Arthur Paulino (Feb 20 2025 at 23:26):

I found a much simpler solution: return a tuple as if the function wouldn't perform inplace-mutation, keep this function private and then expose a macro that does the rewrite automatically :magic_wand:

No need for a monad. And the resulting (macro-expanded) code can be formally verified.

/--
**Mutates** the `ConstraintSystemBuilder` and returns a `ChannelId` and the
mutated `ConstraintSystemBuilder`.
-/
@[extern "c_constraint_system_builder_add_channel"]
private opaque addChannel : ConstraintSystemBuilder  ChannelId × ConstraintSystemBuilder

/-- Simulates inplace mutation with a syntactical overwrite. -/
macro "let" ch:ident "≪" "add_channel" csb:ident rst:term : term =>
  `(let ($ch, $csb) := addChannel $csb; $rst)

And then:

let a  add_channel builder

I'll be following this pattern to deal with Rust APIs, which are often based on mutation.

Eric Wieser (Feb 20 2025 at 23:36):

Can you share a toy example?

Arthur Paulino (Feb 20 2025 at 23:43):

Sure

/-- Imagine this function mutates the input `Nat` -/
private opaque cursedFunction : Nat  Bool × Nat

macro "let" bool:ident "≪" "cursed_function" nat:ident rst:term : term =>
  `(let ($bool, $nat) := cursedFunction $nat; $rst)

#check
  let someNat := 42
  let b  cursed_function someNat
  b

Aaron Liu (Feb 20 2025 at 23:48):

What happens if you try to use someNat after?

Arthur Paulino (Feb 20 2025 at 23:50):

It will contain the mutated value, which is expected, given the syntactical rewrite (which in fact did nothing because someNat was already mutated)

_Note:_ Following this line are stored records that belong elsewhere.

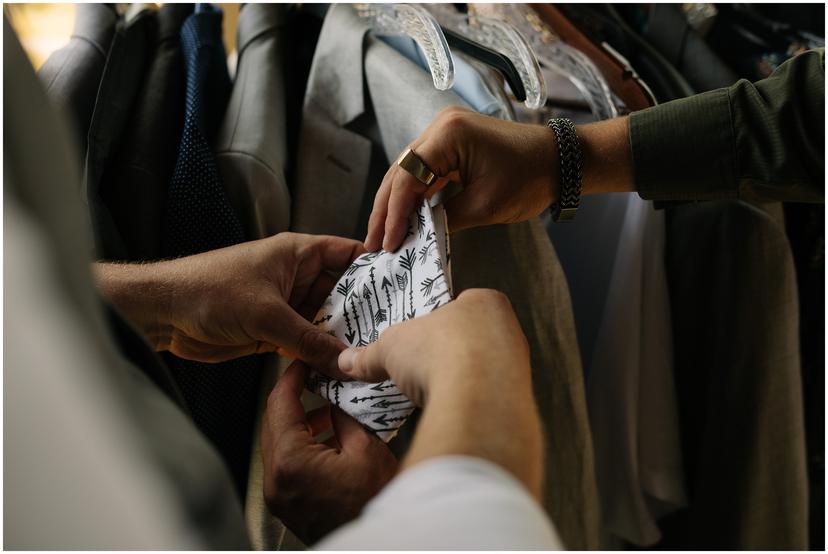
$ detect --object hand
[96,233,364,378]
[339,289,531,406]
[339,289,543,497]
[262,362,397,544]
[365,107,559,251]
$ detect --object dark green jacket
[630,48,825,202]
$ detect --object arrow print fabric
[306,201,453,442]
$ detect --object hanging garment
[284,4,598,548]
[658,200,808,550]
[100,4,193,261]
[380,36,503,117]
[307,201,452,442]
[580,193,687,546]
[83,10,156,260]
[532,4,655,111]
[215,4,290,240]
[163,4,260,495]
[3,18,248,550]
[543,66,687,548]
[618,4,738,92]
[38,4,118,156]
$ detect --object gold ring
[397,148,437,187]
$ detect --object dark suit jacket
[3,19,248,550]
[38,4,118,153]
[100,4,193,260]
[83,10,156,260]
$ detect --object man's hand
[262,362,397,544]
[95,233,364,377]
[365,107,558,251]
[365,107,634,251]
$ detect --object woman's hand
[339,289,543,497]
[261,361,399,545]
[365,107,558,251]
[95,233,364,377]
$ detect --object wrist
[93,262,175,350]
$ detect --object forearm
[403,366,543,498]
[578,117,635,196]
[93,262,176,351]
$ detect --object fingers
[339,338,389,383]
[365,176,394,252]
[291,271,336,320]
[306,235,365,271]
[306,404,333,437]
[260,302,348,379]
[167,332,262,364]
[267,361,311,443]
[365,107,472,252]
[382,164,428,252]
[331,406,377,456]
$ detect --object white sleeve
[315,456,563,550]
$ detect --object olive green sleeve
[630,48,825,202]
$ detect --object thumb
[339,340,389,383]
[263,302,348,379]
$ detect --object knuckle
[440,107,468,134]
[296,328,329,359]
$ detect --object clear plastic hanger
[473,4,618,120]
[354,4,454,90]
[427,4,546,110]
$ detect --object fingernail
[339,348,359,373]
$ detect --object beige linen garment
[247,4,599,549]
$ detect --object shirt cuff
[630,89,738,200]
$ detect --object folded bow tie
[306,201,452,442]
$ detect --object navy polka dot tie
[164,4,260,495]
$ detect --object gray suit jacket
[3,20,247,550]
[38,4,118,152]
[215,4,290,239]
[292,4,598,549]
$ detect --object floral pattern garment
[306,201,453,442]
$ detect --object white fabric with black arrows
[307,201,452,442]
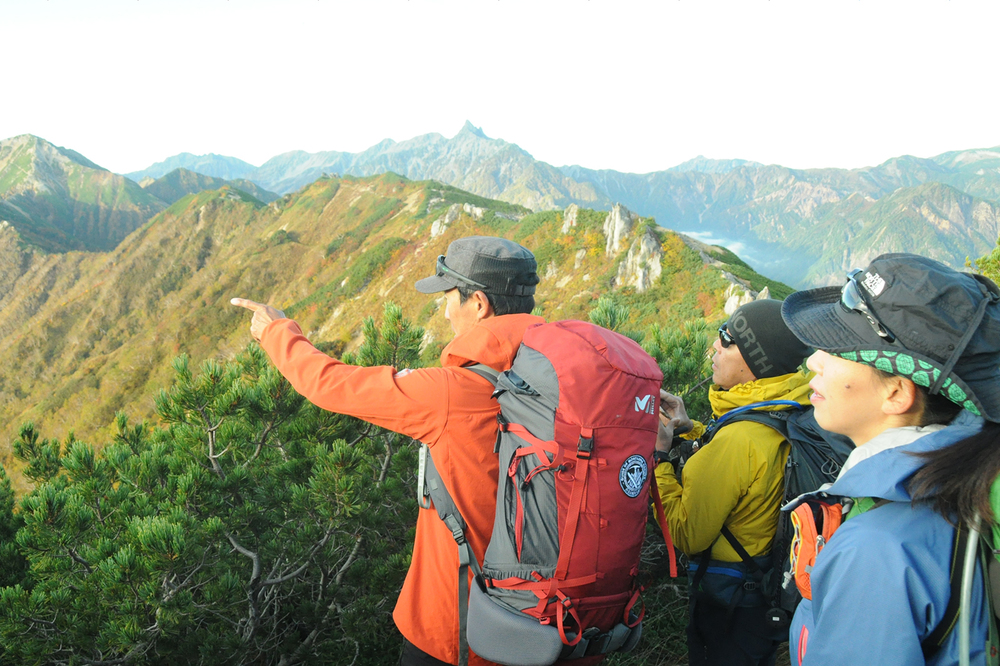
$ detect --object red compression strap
[649,476,677,578]
[554,428,594,580]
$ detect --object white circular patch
[618,455,649,497]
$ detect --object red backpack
[421,321,663,666]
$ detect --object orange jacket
[261,314,542,664]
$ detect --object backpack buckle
[576,428,594,459]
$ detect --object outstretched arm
[229,298,286,342]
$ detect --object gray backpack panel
[483,344,559,588]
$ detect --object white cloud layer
[0,0,1000,172]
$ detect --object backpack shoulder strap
[920,525,968,661]
[417,363,500,666]
[462,363,500,388]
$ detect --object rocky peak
[562,204,580,234]
[615,229,663,293]
[458,120,489,139]
[604,203,639,255]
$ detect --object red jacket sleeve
[260,319,452,442]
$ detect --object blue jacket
[789,412,989,666]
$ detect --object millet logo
[635,393,654,414]
[729,312,774,377]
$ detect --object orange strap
[649,472,677,578]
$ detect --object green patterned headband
[832,349,982,416]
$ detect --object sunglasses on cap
[437,254,489,289]
[840,268,896,343]
[719,324,736,349]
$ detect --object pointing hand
[229,298,285,342]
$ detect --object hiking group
[232,237,1000,666]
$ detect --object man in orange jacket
[232,236,542,666]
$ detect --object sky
[0,0,1000,173]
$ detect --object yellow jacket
[656,372,812,562]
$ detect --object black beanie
[726,299,810,379]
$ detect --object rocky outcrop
[615,228,663,293]
[604,204,639,255]
[431,204,462,238]
[431,203,486,238]
[562,204,580,234]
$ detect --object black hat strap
[929,293,996,395]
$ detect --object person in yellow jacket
[656,299,810,666]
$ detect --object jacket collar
[441,314,545,372]
[708,372,812,418]
[824,409,983,502]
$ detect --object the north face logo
[635,393,653,414]
[618,454,649,497]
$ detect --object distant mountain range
[0,174,772,490]
[0,134,278,252]
[0,134,166,252]
[121,122,1000,286]
[139,167,278,204]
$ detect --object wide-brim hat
[781,253,1000,422]
[414,236,539,296]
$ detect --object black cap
[726,298,810,379]
[414,236,538,296]
[781,254,1000,422]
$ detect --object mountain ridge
[0,174,789,490]
[123,128,1000,286]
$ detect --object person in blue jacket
[782,254,1000,666]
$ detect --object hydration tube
[958,514,986,666]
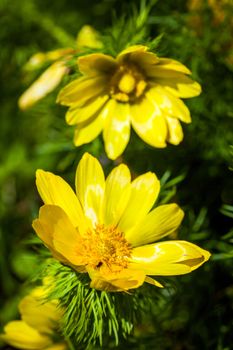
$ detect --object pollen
[118,73,136,94]
[82,224,132,273]
[110,63,147,103]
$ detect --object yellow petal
[74,105,106,146]
[153,73,201,98]
[66,95,109,125]
[118,172,160,235]
[57,75,108,107]
[147,86,191,123]
[32,215,67,263]
[19,62,67,109]
[78,53,117,77]
[103,164,131,226]
[33,205,79,264]
[153,57,191,74]
[144,59,191,80]
[75,153,105,226]
[76,25,103,49]
[166,117,184,145]
[36,170,86,229]
[130,95,167,148]
[19,295,62,334]
[145,276,164,288]
[129,241,210,276]
[103,99,130,159]
[35,205,82,265]
[127,203,184,247]
[0,321,52,350]
[46,47,75,61]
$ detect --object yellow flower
[33,153,210,291]
[19,25,101,110]
[57,45,201,159]
[0,286,68,350]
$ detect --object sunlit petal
[148,86,191,123]
[57,75,107,107]
[36,170,86,228]
[66,95,109,125]
[130,241,210,276]
[103,99,130,159]
[127,203,184,247]
[78,53,116,76]
[103,164,131,226]
[0,321,52,350]
[118,172,160,235]
[75,153,105,226]
[130,97,167,148]
[166,117,184,145]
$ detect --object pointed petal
[103,99,130,159]
[127,203,184,247]
[33,205,82,265]
[75,153,105,226]
[151,57,191,74]
[0,321,51,350]
[144,58,191,79]
[103,164,131,226]
[66,95,109,125]
[57,75,108,107]
[118,172,160,235]
[32,212,67,263]
[78,53,117,76]
[19,61,67,109]
[153,73,201,98]
[129,241,210,276]
[148,86,191,123]
[36,170,86,230]
[166,117,184,145]
[145,276,164,288]
[130,95,167,148]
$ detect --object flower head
[33,153,210,291]
[58,45,201,159]
[19,25,101,109]
[0,286,67,350]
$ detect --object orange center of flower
[110,63,147,102]
[82,224,131,273]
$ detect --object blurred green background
[0,0,233,350]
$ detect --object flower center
[82,224,131,273]
[110,63,147,102]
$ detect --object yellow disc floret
[110,63,147,102]
[118,73,136,94]
[82,224,131,273]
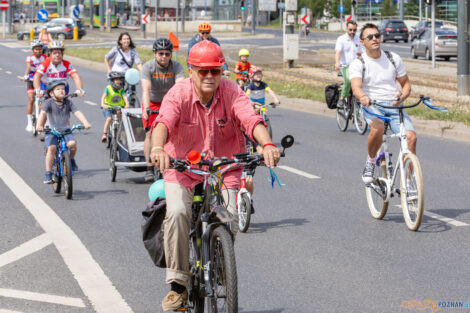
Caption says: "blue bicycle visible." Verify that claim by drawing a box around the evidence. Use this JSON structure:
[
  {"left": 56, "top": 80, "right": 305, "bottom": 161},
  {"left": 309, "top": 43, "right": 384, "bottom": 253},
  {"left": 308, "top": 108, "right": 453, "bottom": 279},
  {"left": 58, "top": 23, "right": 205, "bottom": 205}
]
[{"left": 44, "top": 124, "right": 84, "bottom": 199}]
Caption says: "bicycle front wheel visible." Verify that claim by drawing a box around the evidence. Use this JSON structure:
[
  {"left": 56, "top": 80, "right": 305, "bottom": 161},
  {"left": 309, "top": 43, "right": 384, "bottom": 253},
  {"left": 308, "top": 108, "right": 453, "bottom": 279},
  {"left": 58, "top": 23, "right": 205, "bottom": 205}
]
[
  {"left": 353, "top": 99, "right": 368, "bottom": 135},
  {"left": 336, "top": 103, "right": 349, "bottom": 132},
  {"left": 400, "top": 153, "right": 424, "bottom": 231},
  {"left": 366, "top": 159, "right": 390, "bottom": 220},
  {"left": 206, "top": 226, "right": 238, "bottom": 313},
  {"left": 238, "top": 193, "right": 251, "bottom": 233},
  {"left": 62, "top": 151, "right": 73, "bottom": 199}
]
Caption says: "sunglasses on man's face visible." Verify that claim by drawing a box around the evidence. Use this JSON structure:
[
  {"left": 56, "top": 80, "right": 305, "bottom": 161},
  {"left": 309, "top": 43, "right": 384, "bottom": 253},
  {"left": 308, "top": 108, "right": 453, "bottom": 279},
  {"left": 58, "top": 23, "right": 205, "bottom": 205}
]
[
  {"left": 366, "top": 33, "right": 380, "bottom": 40},
  {"left": 193, "top": 68, "right": 222, "bottom": 77},
  {"left": 157, "top": 52, "right": 171, "bottom": 57}
]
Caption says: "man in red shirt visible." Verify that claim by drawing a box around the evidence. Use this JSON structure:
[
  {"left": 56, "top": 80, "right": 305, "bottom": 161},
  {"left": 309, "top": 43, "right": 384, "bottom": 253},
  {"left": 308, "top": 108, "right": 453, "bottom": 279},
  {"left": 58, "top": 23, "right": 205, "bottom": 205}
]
[{"left": 151, "top": 40, "right": 280, "bottom": 311}]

Arthur Paulino (Feb 20 2025 at 23:52):

What I want to prevent is:

let someNat := 42
let (x, y) := cursedFunction someNat
let (p, q) := cursedFunction someNat

Such that (x, y) != (p, q)

Arthur Paulino (Feb 20 2025 at 23:57):

You may ask if rewriting is indeed necessary. In my experiments, it's necessary otherwise Lean will cache the call to the cursedFunction and simulate idempotency behind the curtains. And also, it keeps the resulting expanded code healthy, as if cursedFunction wasn't cursed at all

Arthur Paulino (Feb 21 2025 at 00:01):

And here's a trick to satisfy the unused variable linter:

/-- Imagine this function mutates the input `Nat` -/
private opaque cursedFunction : Nat  Bool × Nat

macro "let" bool:ident "≪" "cursed_function" nat:ident rst:term : term =>
  `(let ($bool, $nat) := cursedFunction $nat; $rst)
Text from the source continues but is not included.